The problem doesn’t affect any other asset of the pool anyhow, and with the current configuration, it is in a controlled state, but requires actions.
Context
Back in July 2021, the AMPL asset was added to Aave v2 Ethereum. This listing is pretty specific for the following reasons:
- AMPL is a so-called supply/balance rebasing token, which targets a price and expands or contracts its supply (and the balance of its holders) in order to create pressure to reach that target.
- Both the aToken and variable debt token of AMPL are custom implementations, done by the Ampleforth team.

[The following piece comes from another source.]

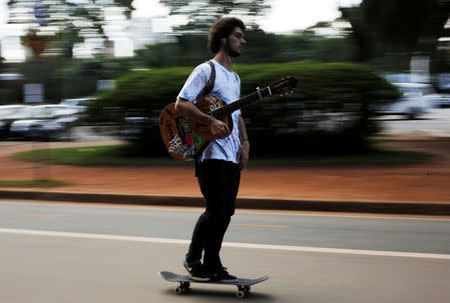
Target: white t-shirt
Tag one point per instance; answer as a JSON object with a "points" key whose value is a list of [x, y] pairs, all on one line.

The reason is that the rebasing dynamics needed to be taken into account in order for Aave to support the asset, requiring a deep adaptation of the codebase.
- Even if never collateral in order to protect the protocol, the dynamics of AMPL were always really aggressive for example interest-rate wise, in order to balance the fast and aggresive rebasing of the underlying.
Following a plan of off-boarding multiple assets on Aave v2 Ethereum, AMPL was frozen (together with multiple assets) on November 2022, on proposal 121.
The problem
Lately, during our work on un-related development tasks on Aave v2, we noticed what it seemed like inconsistency on the AMPL asset: the aToken supply of the asset appeared to be way more than it should, bigger than the sum of the variable debt plus available liquidity.
Even if we are not deeply familiar with the Ampleforth system, and their custom aToken/vToken implementations, this is a problem, as technical aAMPL holders balancers grows, but virtually: it should not if the variable debt token doesn’t proportionally.
After consulting the Ampleforth team, we confirmed that this is probably consequence of imprecision created by the complex rebasing dynamics on aAMPL and vAMPL, in combination with the really aggressive historic interest rate, and probably accrual to the Aave Collector.
As a result, the aAMPL supply is currently not representative of the claims over AMPL underlying, and action should be taken.
The following aspects should be considered for actions to execute:
- Currently, being on off-boarding stage, the RF parameter of AMPL and other assets is maximised (99.9%). This is positive for the AMPL problem, because all the aAMPL growth reflects in the Aave Collector aAMPL balance. Important to highlight that this growth is virtual, non-existent, but being on the Aave Collector is easier to reconcile, as potentially can simply be written down.
- As mentioned, the aToken supply is not consistent with how the claims should be. Given that knowledge of the AMPL/aAMPL/vAMPL custom dynamics are not our expertise, we will reach the Ampleforth team in order to analyse which should be the real value of aAMPL at the moment, if the supply would be precise.
- There is no risk for Aave, as AMPL is pretty isolated. Regarding aAMPL suppliers, from the aforementioned analysis, further steps should be defined/proposed from Ampleforth and/or Aave on how to cover expected withdrawals.
It is important to clarify again that not having developed the custom implementation of a/v AMPL, feedback from the Ampleforth team is mandatory, and our role given our service provider scope is to support on all Aave related steps on how to solve the situation, for example via governance proposals.
We will also involve the 2 risk providers of the community.
Next steps
- We will ask the Ampleforth team for the aforementioned analysis on what would be a precise aAMPL supply, following the implementation intention, and share with the community.
- As commented, the asset is frozen at the moment, so only withdrawals, repayments and liquidations can technically happen. As the utilisation is 100%, no withdrawals can be executed, only repayments and liquidations.
Again, the aToken supply and balancers are virtual at the moment, so factually the reserve is paused currently. - Once more precise data is available, next steps should be defined, like doing updates via governance proposals on the AMPL data, or injecting liquidity for withdrawals, amongst others.